Three American soldiers committed suicide in the first few months after U.S. forces arrived in Haiti in September 1994. Speculation on the reason for these tragedies centered on the inability of those three young persons to stand the inhuman conditions they found in that country.
An acquaintance of ours formed part of the delegation that returned to Haiti with President Aristide on October 15 of that year. She described the dramatic and unsettling picture of Haitian people bathing, washing clothes, and even drinking from the sewer-like water running along the roadside in front of American service men and women standing guard. How does one view such an inhuman scene for hours on end without great despair?
One way is together with a faith community. In August 1993 a group sponsored by the Church of the Saviour's Ministry of Money in Washington, D.C., journeyed to Bosnia on a "Pilgrimage of Reverse Mission." The "reverse mission" of the Ministry of Money is to aid the conscientization of First World Christians to the reality of the hurting world beyond our shores.

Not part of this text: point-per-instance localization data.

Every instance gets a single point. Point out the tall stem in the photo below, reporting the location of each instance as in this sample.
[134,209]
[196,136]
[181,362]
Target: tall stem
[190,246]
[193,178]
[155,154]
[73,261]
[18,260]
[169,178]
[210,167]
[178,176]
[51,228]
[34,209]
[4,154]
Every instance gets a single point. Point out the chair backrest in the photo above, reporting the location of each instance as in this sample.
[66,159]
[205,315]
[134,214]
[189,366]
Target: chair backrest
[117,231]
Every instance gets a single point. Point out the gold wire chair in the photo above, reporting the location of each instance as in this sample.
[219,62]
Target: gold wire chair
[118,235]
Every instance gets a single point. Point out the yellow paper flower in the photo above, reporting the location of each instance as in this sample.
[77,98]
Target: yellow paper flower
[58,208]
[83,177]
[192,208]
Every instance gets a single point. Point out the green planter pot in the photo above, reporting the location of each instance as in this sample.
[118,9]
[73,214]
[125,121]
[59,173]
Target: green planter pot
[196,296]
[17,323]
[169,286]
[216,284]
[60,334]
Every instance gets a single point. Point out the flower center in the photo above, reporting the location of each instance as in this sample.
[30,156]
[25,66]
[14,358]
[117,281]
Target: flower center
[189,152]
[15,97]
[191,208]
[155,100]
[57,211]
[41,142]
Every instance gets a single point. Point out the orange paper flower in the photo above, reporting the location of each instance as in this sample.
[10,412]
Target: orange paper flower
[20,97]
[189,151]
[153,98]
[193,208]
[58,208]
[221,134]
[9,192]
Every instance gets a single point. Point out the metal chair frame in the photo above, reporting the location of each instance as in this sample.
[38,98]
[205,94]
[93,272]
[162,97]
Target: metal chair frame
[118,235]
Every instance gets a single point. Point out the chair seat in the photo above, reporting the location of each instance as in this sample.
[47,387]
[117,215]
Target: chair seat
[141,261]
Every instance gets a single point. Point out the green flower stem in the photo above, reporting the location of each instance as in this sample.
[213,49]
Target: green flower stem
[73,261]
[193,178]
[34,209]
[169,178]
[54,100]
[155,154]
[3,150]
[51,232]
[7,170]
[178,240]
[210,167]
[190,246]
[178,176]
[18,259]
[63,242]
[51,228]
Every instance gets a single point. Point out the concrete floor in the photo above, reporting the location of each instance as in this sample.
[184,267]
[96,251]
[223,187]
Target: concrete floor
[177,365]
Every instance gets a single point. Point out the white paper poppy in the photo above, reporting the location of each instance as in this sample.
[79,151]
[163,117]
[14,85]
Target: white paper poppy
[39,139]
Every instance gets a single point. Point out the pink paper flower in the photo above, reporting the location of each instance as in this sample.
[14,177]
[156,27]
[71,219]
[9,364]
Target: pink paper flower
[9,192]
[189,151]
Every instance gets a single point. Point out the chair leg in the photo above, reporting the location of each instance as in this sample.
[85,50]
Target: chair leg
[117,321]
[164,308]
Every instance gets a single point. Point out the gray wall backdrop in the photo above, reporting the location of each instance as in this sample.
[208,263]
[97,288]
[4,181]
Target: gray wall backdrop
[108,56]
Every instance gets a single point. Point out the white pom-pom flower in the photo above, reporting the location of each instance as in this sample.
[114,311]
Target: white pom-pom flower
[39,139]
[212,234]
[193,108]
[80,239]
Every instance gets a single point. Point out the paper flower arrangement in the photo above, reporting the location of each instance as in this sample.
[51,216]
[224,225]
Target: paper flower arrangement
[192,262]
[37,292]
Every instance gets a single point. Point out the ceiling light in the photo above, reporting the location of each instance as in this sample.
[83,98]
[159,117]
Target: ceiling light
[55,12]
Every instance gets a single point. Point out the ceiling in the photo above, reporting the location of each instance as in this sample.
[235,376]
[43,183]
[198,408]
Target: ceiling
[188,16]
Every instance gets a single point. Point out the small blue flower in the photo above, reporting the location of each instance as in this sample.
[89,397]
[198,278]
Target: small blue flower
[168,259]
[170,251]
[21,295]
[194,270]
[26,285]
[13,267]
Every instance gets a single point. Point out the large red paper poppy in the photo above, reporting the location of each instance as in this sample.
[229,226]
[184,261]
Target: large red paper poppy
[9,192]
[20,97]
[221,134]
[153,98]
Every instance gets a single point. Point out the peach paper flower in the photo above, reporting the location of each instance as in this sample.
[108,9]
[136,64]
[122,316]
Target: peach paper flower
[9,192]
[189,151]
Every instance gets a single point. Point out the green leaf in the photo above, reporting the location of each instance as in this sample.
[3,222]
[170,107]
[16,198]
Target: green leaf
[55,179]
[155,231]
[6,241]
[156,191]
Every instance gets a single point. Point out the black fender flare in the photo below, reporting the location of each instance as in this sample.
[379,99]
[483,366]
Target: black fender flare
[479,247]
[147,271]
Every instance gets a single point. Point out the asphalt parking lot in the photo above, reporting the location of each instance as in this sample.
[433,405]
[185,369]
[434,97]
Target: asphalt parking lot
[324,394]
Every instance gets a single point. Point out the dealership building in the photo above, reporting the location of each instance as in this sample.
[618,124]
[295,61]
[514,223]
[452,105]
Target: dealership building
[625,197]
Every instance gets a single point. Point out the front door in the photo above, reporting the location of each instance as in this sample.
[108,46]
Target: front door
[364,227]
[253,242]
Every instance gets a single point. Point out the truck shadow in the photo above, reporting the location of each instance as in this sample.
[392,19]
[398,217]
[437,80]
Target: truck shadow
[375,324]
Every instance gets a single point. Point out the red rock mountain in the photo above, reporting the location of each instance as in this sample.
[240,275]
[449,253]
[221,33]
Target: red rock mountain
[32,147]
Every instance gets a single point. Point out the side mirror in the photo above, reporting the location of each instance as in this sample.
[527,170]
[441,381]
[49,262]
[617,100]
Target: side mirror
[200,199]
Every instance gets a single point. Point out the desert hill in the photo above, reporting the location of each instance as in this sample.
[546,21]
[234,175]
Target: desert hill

During our 10 days in the devastated Bosnian countryside, we, like our military personnel in Haiti, looked into the face of evil and its consequences. The difference was that we had each other's Christian faith as our support. Not that our "pilgrimage community" sought to evade what we were seeing through escapist prayer or frivolous theological rationalizing. None of our group could pass through Bosnia and be satisfied only with asking God to help the many victims we encountered; nor could we submerge the conflict we were witnessing into a reflection on "life hereafter." The insults to God's sons and daughters resulting from the killing taking place in Bosnia prevented any of that.